Я знал Быкова много лет.
И я хорошо помню, что в нулевые годы его взгляды не имели ничего общего с тем, что он горами выдает сейчас.
Больше того, в разгар первого Майдана Быков оценивал происходящее так трезво и скептично, что журналист Панюшкин — идеологически находившийся тогда примерно там, где Быков находится сейчас — даже пытался вызвать его на дуэль, усмотрев оскорбление в реакции Быкова на какие-то его тексты, полные любви к соседней стране.
Сложно себе это представить, но пятнадцать лет назад мы с Быковым, Крыловым и Холмогоровым некоторое время издавали вместе газету, игравшую роль этакого молодежного «Завтра».
Что же случилось потом?
Откуда взялось все это безумие про «я больше никогда не поеду в Крым, он оккупирован» (а Быков обожал Крым, постоянно ездил в Артек, и самые замечательные страницы его весьма недурного — кстати, рекомендую — романа «Орфография» посвящены именно Крыму) и «таким угодливым и сирым не стоит зваться русским миром» (автор так самозабвенно фигачит халтуру и пропаганду, что даже забывает элементарное: слово «сирый» в русской культуре имеет сугубо положительный христианский смысл).
Я расскажу вам, откуда это взялось.
И это история совсем не только про Быкова, но и про многих, многих журналистов, писателей, художников etc.
Дело в том, что здравомыслящего, политически терпимого и не заряженного еще нелепой русофобией молодого Быкова терзала одна проблема.
Он — хоть и москвич, образованный человек, всем известный, многими любимый, уже автор многих книг — комплексовал перед высокомерной либеральной интеллигенцией, вышедшей из больших квартир и советских элит.
Ему казалось, что он — сын учительницы, далекий от «своего круга», не имевший влиятельных родственников и яркой родословной, трудно зарабатывавший деньги в разных редакциях, ценимый прежде всего народом за «Времечко», «куртуазных маньеристов» и хорошие, но слишком «понятные» рифмованные стихи, — представляет собой что-то обидно несовершенное по сравнению с этими балованными снобами.
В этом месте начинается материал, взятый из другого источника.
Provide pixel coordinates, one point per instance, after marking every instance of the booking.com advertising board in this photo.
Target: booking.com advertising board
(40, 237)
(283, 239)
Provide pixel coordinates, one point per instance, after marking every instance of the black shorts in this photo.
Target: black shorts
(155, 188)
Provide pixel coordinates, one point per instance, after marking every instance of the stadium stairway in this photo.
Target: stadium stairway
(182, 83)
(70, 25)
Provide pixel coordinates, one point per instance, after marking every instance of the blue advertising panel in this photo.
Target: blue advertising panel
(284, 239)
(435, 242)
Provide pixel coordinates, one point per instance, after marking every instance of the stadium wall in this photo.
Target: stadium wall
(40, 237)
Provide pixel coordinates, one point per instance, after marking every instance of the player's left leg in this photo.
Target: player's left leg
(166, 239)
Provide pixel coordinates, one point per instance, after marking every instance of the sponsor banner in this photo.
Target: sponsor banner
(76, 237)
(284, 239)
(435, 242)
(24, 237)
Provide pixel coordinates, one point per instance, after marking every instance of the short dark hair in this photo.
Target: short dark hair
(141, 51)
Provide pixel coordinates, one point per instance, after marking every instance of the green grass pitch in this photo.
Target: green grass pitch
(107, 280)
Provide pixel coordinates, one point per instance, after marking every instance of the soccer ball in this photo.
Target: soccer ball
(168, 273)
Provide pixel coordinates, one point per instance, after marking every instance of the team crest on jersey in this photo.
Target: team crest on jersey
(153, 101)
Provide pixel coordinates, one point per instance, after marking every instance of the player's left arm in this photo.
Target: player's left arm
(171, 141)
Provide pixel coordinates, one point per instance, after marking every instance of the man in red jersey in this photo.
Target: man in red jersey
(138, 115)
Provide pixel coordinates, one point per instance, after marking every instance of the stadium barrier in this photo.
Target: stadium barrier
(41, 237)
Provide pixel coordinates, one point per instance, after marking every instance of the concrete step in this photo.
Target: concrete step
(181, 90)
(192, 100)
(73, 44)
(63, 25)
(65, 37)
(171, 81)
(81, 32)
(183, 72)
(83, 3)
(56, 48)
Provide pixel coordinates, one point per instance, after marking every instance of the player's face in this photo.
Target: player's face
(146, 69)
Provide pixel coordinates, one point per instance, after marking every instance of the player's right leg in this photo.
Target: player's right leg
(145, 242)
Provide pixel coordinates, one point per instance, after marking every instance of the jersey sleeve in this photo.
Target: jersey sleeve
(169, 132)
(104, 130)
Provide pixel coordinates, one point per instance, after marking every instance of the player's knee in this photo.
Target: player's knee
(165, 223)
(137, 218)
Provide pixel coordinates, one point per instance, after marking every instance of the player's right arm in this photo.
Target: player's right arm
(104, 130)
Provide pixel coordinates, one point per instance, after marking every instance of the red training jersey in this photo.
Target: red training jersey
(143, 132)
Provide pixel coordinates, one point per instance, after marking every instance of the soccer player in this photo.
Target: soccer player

Ему казалось, что они презирают его, не принимают его, смотрят на него сверху вниз.
Примерно так оно, кстати, и было на самом деле.
Замечу в сторону, что ровно то же самое чувство свойственно и Захару Прилепину, но, поскольку исходные биографические свойства Быкова все же более «мягкие», чем у Захара, он органически не мог в качестве мести этим людям полюбить Сталина и ограничивался более умеренным диссидентством.
Как и я.
Думаю, это умеренное инакомыслие нас и сближало, помимо прочего.
А потом что-то произошло.
Что именно — лучше всех описал Хармс.
«Но вот как-то утром у Абрама Демьяновича что-то отскочило от правого глаза.
Абрам Демьянович потер этот глаз и вдруг увидел свет. А потом и от левого глаза что-то отскочило, и Абрам Демьянович прозрел. С этого дня Абрам Демьянович пошел в гору.
Всюду Абрама Демьяновича нарасхват.
А в Наркомтяжпроме, так там Абрама Демьяновича чуть не на руках носили.
И стал Абрам Демьянович великим человеком».
В случае Быкова это произошло примерно в 2010-2011 году, когда они с Ефремовым и Васильевым начали исполнять комические куплеты на злободневные политические темы — и этот проект внезапно сделался бешено популярным именно среди той самой публики, на внимание которой Быков тщетно претендовал до этого, публики на полдороги между телеканалом «Дождь» и Барвихой.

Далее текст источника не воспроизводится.